American coach Jesse Marsch was hired by Leeds on Monday, with the club hoping a late-season change in manager can help to preserve its English Premier League status.
Marsch replaced Marcelo Bielsa, who was fired on Sunday following a dramatic downturn in results and is back in work nearly three months after leaving German team Leipzig.
He was previously at another Red Bull-backed club in Salzburg, which he led to back-to-back league-and-cup doubles in Austria.
Marsch has signed a deal until June 2025, with the appointment pending international clearance.
Leeds has dropped to within two points of the relegation zone after losing five of its last six league games. A 4-0 loss to Tottenham on Saturday proved to be Bielsa’s final match in charge and meant Leeds had let in 20 goals in February — the most conceded in a single month in league history.
“I have to identify how to do the important things and simple things right away, before building the complexity moving forwards,” Marsch said
“We have all the tools here. I’m here to help this group understand how we can get better and handling the moment right now, we have to stay calm and control what we can control.
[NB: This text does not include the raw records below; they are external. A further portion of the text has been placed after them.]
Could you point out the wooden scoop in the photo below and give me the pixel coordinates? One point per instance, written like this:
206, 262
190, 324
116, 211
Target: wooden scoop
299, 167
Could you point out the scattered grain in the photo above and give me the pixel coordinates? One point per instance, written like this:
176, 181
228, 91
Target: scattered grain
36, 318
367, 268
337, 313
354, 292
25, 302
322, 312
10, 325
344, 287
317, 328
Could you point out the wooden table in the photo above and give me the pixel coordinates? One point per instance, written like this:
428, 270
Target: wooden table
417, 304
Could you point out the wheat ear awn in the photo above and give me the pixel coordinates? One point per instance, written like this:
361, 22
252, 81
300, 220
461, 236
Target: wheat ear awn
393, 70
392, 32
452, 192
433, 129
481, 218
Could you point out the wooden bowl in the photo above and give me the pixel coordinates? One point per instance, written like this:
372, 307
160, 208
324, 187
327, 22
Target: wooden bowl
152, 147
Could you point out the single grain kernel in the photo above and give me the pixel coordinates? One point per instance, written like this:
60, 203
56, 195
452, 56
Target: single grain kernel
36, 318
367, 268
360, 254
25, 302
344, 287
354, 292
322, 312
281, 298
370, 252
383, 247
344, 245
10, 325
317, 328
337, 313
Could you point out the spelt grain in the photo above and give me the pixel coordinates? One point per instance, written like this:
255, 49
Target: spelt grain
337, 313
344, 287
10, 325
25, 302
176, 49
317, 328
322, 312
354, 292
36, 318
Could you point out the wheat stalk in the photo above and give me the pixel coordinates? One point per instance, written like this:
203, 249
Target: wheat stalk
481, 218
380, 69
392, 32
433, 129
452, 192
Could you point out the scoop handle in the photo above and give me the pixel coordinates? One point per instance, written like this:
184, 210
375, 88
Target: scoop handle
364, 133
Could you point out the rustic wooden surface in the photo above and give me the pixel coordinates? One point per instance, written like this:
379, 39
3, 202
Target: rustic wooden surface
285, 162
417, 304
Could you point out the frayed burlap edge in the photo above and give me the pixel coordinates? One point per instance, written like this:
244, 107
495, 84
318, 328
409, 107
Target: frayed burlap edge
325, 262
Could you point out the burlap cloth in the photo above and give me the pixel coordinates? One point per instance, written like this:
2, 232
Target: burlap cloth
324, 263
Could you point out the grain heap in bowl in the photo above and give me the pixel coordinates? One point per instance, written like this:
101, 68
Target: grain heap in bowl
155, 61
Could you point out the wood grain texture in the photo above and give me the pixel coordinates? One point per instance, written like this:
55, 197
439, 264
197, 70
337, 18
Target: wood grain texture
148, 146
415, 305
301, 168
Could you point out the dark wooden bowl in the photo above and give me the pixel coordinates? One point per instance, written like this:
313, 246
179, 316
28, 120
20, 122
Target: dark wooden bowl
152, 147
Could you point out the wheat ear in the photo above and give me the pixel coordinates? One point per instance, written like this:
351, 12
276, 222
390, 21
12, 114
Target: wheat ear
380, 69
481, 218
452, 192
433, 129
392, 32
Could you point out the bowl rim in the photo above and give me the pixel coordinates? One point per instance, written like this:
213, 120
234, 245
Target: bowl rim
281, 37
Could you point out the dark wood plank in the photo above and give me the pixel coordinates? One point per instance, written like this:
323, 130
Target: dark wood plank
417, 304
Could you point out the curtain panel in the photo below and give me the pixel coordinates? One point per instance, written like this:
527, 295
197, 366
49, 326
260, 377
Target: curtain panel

We are still in a good situation where we control all of our destiny.”
Embedded in the Red Bull project for the last seven years through his coaching roles in New York, Salzburg and for four months at Leipzig, Marsch has an attacking, hard-running, heavy-pressing style that is not too dissimilar to Bielsa’s.
“My style of play, my aggressiveness and the desire I have for teams to be intensive and to run and make things difficult for the opponent fits with what has been done here for 3 1/2 years, (under Bielsa),” the former U.S. midfielder said.
That should make the transition easier for the 48-year-old Marsch at Leeds, though he takes over a team low on confidence and with a number of injuries to key players such as first-choice striker Patrick Bamford, England midfielder Kalvin Phillips and captain Liam Cooper.
Marsch follows fellow American Bob Bradley, who managed Swansea for 85 days in 2016, in coaching in the Premier League. There was also David Wagner, a German-born former U.S. international, who managed Huddersfield in England’s top division from 2017-19.
Marsch’s first game in charge will be against Leicester on Saturday and he acknowledged he has a hard act to follow in Bielsa, who got Leeds back into the Premier League for the first time since 2004 and is one of the world’s most respected coaches.
“I followed his career and watched what he has done from afar and certainly he is a hero here,” Marsch said. “How he has helped transform Leeds United into a Premier League team is pretty amazing.
“For me, I just want help to take the torch to the next phase. Everything that has been done has laid an incredible foundation.”